Patrick Stickles n'a pas perdu son temps en composant la majeure partie des titres de
The Airing of Grievances. Sans abuser de termes galvaudés, il est facile de reconnaitre que le premier album de Titus Andronicus est un petit bijou.
Le groupe arrive à la fois à mettre en avant des références évidentes, punk rock et folk, à recréer le son de The Pogues, The Waterboys ou The Buzzcocks, tout en arrivant à être profondément original. La voix de Patrick Stickles sait dégueuler comme Shane McGovan, éructer comme Johnny Rotten et avoir l'intensité et le lyrisme de Bright Eyes.
Dès
« Fear and Loathing In Mahwah, NJ » le ton est donné, démarrage en douceur de fausse ballade folk, et lorsque les guitares embrayent c'est le CBGB's 76 qui surgit, avec Richard Hell & the Voidoids sur scène. Le plus curieux avec
The Air of Grievances, c'est qu'àprès plusieurs brûlots de 2 à 3 minutes de durée, le groupe s'embarque dans de longues suites.

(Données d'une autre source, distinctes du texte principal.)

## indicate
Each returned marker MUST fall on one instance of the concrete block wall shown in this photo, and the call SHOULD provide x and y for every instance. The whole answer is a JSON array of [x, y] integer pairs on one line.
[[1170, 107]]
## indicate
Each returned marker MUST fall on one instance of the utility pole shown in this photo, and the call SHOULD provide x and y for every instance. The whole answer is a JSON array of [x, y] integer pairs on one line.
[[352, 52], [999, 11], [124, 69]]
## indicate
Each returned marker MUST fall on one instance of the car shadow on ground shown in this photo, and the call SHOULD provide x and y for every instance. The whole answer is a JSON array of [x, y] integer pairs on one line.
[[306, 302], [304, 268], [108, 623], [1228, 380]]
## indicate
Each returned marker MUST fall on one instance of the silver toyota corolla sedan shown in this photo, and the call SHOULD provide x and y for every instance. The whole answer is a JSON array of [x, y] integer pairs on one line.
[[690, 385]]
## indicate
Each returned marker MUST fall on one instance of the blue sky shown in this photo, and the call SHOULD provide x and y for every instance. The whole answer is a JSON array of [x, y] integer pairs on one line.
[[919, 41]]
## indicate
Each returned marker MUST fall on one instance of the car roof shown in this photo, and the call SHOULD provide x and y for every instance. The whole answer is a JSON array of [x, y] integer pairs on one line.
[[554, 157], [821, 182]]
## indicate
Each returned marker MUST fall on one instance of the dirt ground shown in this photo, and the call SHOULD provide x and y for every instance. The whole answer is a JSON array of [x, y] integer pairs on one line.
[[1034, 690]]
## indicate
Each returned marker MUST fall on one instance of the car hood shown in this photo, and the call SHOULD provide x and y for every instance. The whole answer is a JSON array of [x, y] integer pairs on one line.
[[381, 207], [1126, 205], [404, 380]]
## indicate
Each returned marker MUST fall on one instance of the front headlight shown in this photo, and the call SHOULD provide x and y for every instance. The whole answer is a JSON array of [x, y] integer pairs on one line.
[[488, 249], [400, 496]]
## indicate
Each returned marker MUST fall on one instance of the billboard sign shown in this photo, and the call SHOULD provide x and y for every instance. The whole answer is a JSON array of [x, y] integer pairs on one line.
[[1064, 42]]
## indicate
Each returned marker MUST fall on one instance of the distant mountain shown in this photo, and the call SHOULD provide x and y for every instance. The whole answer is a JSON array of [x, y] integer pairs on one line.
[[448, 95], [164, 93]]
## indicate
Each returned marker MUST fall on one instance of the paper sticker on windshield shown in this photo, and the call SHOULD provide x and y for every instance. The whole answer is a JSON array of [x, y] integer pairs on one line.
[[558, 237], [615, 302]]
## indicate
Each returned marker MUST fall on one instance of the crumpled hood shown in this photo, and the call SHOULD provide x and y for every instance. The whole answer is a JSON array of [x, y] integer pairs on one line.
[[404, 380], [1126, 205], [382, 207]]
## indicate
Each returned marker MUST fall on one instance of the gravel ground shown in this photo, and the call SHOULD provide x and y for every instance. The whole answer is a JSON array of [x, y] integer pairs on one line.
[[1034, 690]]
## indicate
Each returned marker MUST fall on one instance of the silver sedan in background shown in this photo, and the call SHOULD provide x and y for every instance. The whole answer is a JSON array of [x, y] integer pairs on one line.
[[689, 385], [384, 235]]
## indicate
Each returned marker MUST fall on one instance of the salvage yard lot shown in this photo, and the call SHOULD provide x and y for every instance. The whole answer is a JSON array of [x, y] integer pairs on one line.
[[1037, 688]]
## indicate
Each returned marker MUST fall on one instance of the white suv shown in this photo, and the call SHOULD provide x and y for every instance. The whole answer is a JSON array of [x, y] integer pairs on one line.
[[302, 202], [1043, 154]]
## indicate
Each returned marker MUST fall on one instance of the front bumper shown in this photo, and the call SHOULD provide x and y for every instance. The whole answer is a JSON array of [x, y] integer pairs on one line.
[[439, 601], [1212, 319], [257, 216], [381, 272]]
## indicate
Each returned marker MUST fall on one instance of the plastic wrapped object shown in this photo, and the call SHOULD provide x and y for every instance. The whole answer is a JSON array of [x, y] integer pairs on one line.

« No Future, Pt. 1 » et ses 7 minustes et 41 secondes n'est pas loin du chef d'oeuvre,
« No Future, Pt. 2: The Days After No Future » sa suite est légèrement plus courte et un peu moins intense. Leur hommage à
« Albert Camus » renvoie, dans l'esprit, pas dans la musique; à The Cure de
« Killing an Arab ». La particularité supplémentaire de Titus Andronicus, c'est d'être bourré de références culturelles plutôt européennes, de William Shakespeare à Brueghel, et Albert Camus donc. Il est fortement possible que Titus Andronicus devienne culte en Europe et en France, leur profil et leur talent se prête bien à une reconnaissance exclusive et jalouse.